La grande peur des Américains

I1 y a bientôt deux siècles, Alexis de Tocqueville était parti chercher en Amé­rique « une image de la démocratie elle-même ». Cet aristocrate libéral en était revenu globalement admiratif, mais avec l’idée prophétique que « la crainte du désordre et l’amour du bien-être portent insensiblement les peuples démocratiques à augmenter les attributions du gouvernement central, seul pouvoir qui leur paraisse de lui-même assez fort, assez intelligent, assez stable pour les protéger contre l’anarchie ». Pauvre Tocqueville. Que penserait-il aujourd’hui « de la démocratie en Amérique », à l’heure où un citoyen sur deux a mis à la Maison-Blanche un milliardaire notoirement instable, considéré par la justice comme un criminel et qui, selon son ancien chef de cabinet John Kelly, professe une certaine admiration pour Hitler ?

La démocratie américaine apparaît dans un bien sale état.

[…] Donald Trump a de quoi faire froid dans le dos, tant il a traité ses adversaires politiques de « vermines » et Harris de « vice-présidente de merde » ; multiplié les propos racistes et promis de se venger de ses ennemis ; remis en question les droits des femmes et des minorités ; méprisé les questions environnementales et menacé de lâcher l’Ukraine face à son agresseur russe (liste non exhaustive).

Comment le Parti républicain, malgré les mises en garde d’un néoconservateur chevronné comme Dick Cheney, a-t-il pu se ranger une nouvelle fois derrière un national-populiste au simplisme si outrancier ? Et comment celui-ci peut-il susciter tant d’enthousiasme chez tant d’Américains obsédés par l’angoisse de leur déclin, alors même que l’économie du pays se montre particulièrement dynamique ces temps-ci ?

C’est l’un des grands paradoxes de cette élection, qui semble au fond essentiellement dominée par les peurs : peurs du déclassement, de l’autre, d’un monde en mutation, de l’avenir. Des peurs gonflées à bloc par toutes sortes de fake news sur toutes sortes de sujets, qui se propagent à la vitesse de la lumière sur les réseaux sociaux, poussées par ceux que Giuliano da Empoli a nommés, dans un essai indispensable, « les Ingénieurs du chaos » : des robots russes et chinois, des seigneurs de la tech acquis à Trump comme le sinistre Elon Musk, ou encore Trump lui-même, qui évolue toujours davantage dans l’univers parallèle de ses « vérités alternatives », pourvu qu’elles accréditent ce que ressentent plus ou moins confusément ses électeurs.

Les États-Unis sont-ils victimes d’une hallucination collective, sous l’effet de ce que da Empoli appelle « l’union de la rage et de l’algorithme, qui renverse toutes les valeurs et les règles de la politique » ?
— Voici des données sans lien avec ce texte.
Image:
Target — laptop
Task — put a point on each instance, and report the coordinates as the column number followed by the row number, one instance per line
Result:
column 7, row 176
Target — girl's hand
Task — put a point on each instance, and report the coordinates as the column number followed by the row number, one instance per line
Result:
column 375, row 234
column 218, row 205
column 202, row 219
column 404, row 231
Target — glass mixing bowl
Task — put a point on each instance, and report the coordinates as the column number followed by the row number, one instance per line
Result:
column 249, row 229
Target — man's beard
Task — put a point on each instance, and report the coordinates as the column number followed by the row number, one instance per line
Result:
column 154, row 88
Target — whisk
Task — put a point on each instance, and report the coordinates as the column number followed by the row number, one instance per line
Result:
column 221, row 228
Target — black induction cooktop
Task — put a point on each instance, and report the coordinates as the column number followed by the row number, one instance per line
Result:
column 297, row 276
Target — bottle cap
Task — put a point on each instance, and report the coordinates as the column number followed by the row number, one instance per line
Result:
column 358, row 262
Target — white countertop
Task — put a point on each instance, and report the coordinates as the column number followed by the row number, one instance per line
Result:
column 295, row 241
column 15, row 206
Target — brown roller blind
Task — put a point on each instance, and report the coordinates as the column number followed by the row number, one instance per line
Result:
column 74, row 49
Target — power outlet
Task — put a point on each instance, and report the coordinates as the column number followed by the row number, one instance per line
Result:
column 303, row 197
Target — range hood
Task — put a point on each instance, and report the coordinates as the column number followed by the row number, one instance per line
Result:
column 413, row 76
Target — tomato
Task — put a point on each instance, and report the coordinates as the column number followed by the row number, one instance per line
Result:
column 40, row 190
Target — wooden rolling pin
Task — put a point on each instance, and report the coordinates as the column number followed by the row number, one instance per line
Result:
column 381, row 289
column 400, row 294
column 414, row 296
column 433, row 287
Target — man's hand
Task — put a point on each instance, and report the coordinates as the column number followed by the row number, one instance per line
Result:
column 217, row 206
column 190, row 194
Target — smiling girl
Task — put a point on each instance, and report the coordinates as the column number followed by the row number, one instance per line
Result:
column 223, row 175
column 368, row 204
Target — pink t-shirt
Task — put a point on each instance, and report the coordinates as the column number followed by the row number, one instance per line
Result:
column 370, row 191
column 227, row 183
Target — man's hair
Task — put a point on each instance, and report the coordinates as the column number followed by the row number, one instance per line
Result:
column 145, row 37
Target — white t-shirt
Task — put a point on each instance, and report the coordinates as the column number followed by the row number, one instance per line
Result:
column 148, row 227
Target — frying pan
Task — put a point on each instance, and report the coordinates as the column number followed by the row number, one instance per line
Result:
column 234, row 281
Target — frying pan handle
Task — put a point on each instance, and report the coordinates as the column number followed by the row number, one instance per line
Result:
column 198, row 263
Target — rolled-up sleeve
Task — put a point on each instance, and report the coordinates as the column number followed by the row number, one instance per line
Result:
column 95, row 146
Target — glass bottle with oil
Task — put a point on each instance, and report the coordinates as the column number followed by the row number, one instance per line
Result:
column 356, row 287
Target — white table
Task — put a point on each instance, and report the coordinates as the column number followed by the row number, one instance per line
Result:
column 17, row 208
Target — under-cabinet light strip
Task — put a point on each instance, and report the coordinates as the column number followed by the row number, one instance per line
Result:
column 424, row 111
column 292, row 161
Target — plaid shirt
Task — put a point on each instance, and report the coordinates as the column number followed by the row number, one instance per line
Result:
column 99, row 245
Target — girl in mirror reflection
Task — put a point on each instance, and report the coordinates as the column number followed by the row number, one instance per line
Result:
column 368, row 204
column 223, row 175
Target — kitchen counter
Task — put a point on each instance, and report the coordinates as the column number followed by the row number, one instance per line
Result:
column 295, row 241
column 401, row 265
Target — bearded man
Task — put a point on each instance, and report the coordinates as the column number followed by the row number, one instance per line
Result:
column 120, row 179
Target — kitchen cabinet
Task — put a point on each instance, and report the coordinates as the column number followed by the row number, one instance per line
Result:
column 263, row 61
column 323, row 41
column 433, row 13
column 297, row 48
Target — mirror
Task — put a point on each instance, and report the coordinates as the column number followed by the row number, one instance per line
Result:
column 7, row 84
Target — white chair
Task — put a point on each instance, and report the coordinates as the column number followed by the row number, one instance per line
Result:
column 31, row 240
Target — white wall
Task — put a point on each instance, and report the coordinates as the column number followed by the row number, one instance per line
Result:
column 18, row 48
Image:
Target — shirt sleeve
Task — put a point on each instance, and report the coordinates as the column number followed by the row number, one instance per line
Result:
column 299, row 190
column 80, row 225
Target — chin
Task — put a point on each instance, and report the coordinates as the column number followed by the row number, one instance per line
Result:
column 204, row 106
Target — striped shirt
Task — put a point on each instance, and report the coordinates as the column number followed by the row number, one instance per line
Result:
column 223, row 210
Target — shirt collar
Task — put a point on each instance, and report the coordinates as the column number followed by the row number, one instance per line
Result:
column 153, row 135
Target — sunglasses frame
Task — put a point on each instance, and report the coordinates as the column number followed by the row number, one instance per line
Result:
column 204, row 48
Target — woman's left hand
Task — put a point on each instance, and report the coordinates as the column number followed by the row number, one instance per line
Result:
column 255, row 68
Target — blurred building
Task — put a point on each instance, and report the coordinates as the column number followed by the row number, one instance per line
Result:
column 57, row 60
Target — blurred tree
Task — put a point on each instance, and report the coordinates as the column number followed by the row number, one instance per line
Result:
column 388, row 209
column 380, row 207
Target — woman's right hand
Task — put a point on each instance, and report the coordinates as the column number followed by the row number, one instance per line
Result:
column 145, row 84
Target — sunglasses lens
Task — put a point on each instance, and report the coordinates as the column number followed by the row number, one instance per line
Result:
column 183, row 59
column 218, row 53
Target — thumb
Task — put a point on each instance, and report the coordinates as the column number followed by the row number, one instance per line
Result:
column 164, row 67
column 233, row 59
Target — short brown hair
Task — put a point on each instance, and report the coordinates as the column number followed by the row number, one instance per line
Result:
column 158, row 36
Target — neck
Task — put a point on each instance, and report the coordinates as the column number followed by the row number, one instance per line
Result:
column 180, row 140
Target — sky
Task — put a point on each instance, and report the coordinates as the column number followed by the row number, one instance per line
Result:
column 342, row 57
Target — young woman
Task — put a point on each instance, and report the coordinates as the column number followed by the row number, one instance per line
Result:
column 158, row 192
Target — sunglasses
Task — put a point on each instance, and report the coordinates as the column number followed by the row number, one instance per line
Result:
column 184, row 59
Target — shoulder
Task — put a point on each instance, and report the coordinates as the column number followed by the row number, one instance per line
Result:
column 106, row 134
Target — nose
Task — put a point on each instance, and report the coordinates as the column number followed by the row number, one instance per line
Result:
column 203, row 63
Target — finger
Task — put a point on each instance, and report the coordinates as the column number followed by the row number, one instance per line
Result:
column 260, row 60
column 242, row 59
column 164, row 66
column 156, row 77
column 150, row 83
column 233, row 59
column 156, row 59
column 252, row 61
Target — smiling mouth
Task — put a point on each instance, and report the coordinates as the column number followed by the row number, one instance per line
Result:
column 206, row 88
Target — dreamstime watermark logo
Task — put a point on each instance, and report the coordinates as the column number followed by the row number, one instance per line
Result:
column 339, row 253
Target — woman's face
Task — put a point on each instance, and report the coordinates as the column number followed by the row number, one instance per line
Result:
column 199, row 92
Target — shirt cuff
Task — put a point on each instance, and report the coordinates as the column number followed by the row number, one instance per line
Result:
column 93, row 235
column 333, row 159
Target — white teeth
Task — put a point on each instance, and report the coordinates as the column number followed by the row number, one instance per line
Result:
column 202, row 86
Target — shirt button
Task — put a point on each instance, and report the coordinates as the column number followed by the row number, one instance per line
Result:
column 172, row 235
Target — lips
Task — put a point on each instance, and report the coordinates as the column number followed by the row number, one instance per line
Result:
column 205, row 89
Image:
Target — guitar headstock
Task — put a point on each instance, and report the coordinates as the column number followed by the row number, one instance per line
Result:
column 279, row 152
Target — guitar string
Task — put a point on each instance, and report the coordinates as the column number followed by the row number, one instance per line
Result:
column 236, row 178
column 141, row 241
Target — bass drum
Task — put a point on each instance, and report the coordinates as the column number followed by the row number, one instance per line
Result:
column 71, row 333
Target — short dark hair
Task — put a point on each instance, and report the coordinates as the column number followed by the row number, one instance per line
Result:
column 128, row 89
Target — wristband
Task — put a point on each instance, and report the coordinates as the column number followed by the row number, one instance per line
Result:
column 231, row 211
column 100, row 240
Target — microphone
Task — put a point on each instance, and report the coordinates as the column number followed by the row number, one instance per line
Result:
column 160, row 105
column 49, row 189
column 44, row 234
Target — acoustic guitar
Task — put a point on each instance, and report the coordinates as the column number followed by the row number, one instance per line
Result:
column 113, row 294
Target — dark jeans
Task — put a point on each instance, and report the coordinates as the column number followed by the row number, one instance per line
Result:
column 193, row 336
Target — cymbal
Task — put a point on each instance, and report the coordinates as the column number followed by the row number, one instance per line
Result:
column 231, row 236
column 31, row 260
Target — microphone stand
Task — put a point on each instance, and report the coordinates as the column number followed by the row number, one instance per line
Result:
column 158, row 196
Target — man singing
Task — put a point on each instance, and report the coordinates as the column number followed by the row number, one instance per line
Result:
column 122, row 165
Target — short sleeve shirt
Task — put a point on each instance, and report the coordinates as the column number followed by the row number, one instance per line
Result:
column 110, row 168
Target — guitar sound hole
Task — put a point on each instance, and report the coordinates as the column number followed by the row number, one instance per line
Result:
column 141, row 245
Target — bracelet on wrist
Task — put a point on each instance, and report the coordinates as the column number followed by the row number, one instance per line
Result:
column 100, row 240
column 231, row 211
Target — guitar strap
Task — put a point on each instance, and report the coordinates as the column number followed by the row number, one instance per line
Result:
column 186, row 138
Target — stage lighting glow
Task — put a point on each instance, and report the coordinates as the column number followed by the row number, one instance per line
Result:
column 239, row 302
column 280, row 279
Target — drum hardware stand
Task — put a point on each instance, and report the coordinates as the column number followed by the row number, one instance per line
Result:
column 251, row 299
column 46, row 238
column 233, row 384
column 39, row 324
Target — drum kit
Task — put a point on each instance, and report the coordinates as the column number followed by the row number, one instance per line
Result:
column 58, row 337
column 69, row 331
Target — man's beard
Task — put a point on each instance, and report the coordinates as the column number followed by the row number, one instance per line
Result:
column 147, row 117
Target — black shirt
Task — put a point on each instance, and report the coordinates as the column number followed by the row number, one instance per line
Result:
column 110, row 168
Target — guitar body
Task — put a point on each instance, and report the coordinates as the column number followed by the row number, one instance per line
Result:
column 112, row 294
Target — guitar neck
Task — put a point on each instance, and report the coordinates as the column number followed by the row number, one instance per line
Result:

Non seulement la peur est souvent mauvaise conseillère, mais cette montée en puissance du faux, cette altération du rapport au rationnel, au réel et même au factuel sont peut-être ce qu’il y a de plus inquiétant dans la situation générale.

[…]

Les Européens feraient bien, en tout cas, de voir dans ce spectacle désolant un miroir grossissant de ce qui risque aussi de miner leurs propres démocraties s’ils n’y prennent pas garde. « Le monde politique change, disait Tocqueville ; il faut désormais chercher de nouveaux remèdes à des maux nouveaux. »


D’après un article de Grégoire Leménager. Le Nouvel Obs. N° 3136. 31/10/2024


3 réflexions sur “La grande peur des Américains

  1. bernarddominik 14/11/2024 / 12h37

    Les américains en ont assez de l’establishment du nord est des USA, ces intellectuels disciples de l’interventionnisme. Alors, ils sont allés au bord extrême et choisi une pragmatisme raciste qui veut recentrer les usa sur eux-mêmes. Le balancier a changé de sens.
    Mais la France y arrive, moins poussée aux extrêmes, mais elle y arrive.
    En Allemagne Sahra Wagenknecht est en train de phagocyter la gauche trop loin des vrais problèmes.
    En France ça viendra aussi.

    • Libres jugements 15/11/2024 / 11h10

      Bonjour et merci pour ton commentaire, Anne.
      J’en profite pour te dire que je n’arrive pas à poster un commentaire sur ton blog, pour te dire combien de petites anecdotes me font souvent rire ou tombent parfaitement juste – mais c’est ma faute sans doute, il me signale : « mauvais mot de passe ».